President Obamessiah is changing the rules to suit a more “fair” vision, and whether you like it or not, you’re going to have to get comfy with the idea of spreading the wealth around.  Never mind the fact that this spread involves numbers that the American people really just can’t wrap their heads around: it’s a radical reinvention of our economic system developed by people who have little but contempt for the free-enterprise system that has made the U.S. the most powerful and prosperous nation on the planet.  And if this reinvention (this “change,” if I may use the term) is so great, why is VP Biden lying about it?

BIDEN SAID: First-time homebuyers are “driving increased activity in the home sales market,” while mortgage and title companies are hiring more workers because of the first-time homebuyer tax credit included in the stimulus bill.

THE FACTS: The report cites anecdotes from a New Orleans business journal to back up the claim. It’s true, buyers are taking advantage of the $8,000 first-time homebuyer tax credits. The IRS said more than 567,000 tax returns claimed the credit in just the first weeks of the program. But that hasn’t provided an immediate turnaround in the market.

Since February, sales of existing homes have fallen 3 percent and new home sales are down .6 percent.

And the number of jobs in the real estate industry has declined by about 20,500, according to the Department of Labor.

There are signs that the housing market is improving. But the numbers suggest that if the market bottomed out, it did so in January, before the stimulus was passed.

When the AP catches someone in the Obama administration making up stories, you just know that the stories are pretty fabulous.  Cheer up, Obama fans: the American Butthash Media is still writing masturbatory odes to Michelle Obama’s arms, so we’re all still too distracted to keep a close eye on this administration’s rules-changing.  Eventually, though, the love affair with biceps and wishes for Rush Limbaugh to get kidney failure is going to end, and 2012 is coming sooner than you think.

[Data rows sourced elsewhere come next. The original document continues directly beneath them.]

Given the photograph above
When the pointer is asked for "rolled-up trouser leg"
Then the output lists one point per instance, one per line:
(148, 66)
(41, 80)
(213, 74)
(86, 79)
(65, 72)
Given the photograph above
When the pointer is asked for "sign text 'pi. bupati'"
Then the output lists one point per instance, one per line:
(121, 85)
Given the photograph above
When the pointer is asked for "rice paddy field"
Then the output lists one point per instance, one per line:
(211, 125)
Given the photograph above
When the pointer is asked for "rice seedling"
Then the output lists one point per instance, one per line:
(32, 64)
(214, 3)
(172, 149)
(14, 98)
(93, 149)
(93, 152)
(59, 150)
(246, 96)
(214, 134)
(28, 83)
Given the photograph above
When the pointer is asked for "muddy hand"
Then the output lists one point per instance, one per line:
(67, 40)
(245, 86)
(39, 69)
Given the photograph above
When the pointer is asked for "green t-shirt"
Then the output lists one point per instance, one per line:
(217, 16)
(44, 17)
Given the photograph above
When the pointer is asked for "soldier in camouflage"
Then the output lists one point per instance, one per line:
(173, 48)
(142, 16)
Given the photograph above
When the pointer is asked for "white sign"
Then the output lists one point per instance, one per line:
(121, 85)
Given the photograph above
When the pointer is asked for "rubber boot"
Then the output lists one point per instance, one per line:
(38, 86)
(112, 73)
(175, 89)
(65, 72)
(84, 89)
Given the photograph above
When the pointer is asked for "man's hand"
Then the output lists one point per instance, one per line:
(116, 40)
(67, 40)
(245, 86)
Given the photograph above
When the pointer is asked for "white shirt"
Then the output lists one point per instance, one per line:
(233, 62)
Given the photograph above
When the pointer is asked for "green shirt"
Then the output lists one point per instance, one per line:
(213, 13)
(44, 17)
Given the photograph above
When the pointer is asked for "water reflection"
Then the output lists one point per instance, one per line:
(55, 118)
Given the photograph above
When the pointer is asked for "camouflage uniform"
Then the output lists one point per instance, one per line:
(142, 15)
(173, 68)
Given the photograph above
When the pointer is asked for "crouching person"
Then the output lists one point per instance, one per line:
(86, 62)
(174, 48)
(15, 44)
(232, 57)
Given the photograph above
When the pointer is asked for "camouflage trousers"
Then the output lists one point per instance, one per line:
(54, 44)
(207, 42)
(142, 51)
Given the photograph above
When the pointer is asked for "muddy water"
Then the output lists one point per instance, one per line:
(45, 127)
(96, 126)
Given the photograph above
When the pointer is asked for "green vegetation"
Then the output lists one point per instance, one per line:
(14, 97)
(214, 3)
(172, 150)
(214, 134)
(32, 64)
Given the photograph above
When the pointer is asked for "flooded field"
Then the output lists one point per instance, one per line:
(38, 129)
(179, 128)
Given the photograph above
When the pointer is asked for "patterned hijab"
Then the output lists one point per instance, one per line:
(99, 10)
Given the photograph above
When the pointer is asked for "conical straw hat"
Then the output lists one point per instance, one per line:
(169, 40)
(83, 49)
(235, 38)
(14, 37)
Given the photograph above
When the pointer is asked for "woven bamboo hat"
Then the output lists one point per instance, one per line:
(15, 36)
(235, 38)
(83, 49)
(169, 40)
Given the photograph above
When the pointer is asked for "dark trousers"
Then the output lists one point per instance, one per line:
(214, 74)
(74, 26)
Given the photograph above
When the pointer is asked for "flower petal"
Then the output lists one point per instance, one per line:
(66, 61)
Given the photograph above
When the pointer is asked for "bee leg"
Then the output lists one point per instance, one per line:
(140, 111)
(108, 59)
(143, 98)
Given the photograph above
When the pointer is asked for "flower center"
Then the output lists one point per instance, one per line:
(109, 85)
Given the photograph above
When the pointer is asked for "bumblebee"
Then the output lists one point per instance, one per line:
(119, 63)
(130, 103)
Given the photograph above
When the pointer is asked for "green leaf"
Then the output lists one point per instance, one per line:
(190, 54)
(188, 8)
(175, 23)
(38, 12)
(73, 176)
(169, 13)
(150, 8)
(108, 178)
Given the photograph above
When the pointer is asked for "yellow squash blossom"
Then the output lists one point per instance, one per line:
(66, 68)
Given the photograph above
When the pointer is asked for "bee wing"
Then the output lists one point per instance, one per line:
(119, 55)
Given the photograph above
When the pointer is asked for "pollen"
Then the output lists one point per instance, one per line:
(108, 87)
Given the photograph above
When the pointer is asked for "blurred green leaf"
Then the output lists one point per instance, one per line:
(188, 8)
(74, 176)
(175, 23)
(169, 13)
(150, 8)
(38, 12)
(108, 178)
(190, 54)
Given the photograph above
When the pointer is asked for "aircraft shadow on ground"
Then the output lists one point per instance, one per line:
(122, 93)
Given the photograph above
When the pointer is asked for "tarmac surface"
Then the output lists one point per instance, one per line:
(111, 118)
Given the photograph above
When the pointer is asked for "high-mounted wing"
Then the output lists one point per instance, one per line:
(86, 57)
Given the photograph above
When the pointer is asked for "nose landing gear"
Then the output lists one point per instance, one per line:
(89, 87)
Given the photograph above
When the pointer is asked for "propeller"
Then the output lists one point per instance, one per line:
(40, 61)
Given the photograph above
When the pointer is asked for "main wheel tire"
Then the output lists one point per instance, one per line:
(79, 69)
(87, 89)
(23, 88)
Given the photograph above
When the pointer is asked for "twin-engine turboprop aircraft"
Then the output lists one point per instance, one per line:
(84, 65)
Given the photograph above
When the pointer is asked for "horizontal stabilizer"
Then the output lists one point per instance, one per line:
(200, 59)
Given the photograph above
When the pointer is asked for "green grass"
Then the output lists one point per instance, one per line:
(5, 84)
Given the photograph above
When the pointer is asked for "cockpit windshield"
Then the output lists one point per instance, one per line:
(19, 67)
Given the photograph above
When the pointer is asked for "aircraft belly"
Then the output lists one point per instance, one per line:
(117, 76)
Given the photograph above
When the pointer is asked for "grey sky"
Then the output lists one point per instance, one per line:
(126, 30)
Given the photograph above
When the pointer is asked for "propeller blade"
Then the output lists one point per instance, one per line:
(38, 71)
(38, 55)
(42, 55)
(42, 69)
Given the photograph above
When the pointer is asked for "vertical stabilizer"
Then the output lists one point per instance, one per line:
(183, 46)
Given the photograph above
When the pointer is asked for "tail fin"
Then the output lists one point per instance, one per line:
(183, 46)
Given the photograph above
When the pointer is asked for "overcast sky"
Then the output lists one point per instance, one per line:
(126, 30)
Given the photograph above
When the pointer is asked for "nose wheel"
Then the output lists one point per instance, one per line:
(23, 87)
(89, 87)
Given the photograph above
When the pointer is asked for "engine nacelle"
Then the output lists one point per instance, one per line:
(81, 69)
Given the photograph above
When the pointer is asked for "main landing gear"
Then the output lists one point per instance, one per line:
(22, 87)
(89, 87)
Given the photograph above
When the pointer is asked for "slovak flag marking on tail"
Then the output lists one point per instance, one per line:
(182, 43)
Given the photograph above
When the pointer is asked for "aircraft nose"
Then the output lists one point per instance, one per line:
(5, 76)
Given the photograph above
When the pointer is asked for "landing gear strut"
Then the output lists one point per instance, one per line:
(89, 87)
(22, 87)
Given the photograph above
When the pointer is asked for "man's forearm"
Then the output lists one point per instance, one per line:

5 comments to Changing the Rules

  • Joshua

    Obama has made a lot of changes and, like presidents that preceeded him, tries to change rules to suit his needs. It’s too early to tell whether these changes are a long-term detriment to the economy. Like Bush’s War on Terror policies, the long term effects will be seen, well, in the long term.

  • David

    It’s a vast oversimplification to just dismiss it as “a lot of changes.” We’re talking about the scope of these many changes. If I changed the charge of the electron in the entire universe, I’d only be making one single change…but it’s a pretty big one.

    Bad news is bad news, and we’re already seeing the negative effects of Obama’s changes to the economy. I lack the faith that it’s all going to turn out for the best.

  • Joshua

    Well, we can argue that President Bush, after 9/11, made even greater, more sweeping changes than anything Obama has done. Many people complained about the long-term effects on our civil liberties and the expansion of Executive branch power, but so far, we have not seen the disaster predicted by others. My point is that we need more time to see if Obama’s plan will work. I think it is way too early to say that Obama’s economic plan — one among many — has had any bad impact on the struggling economy.

    On another note, I think Nacny “sucking on her tosey” Pelosi is running out of blame room. Now, she blames Bush for misleading her about waterboarding, an issue brought to her attention SEVEN YEARS AGO. The more I see of her, the less I like what she does. I’m sure there’s a better Democrat leader out there, somewhere.

  • I’m not so sure that there is a better Democrat leader.

  • Joshua

    Perhaps Arlen Specter will be a better Democrat leader.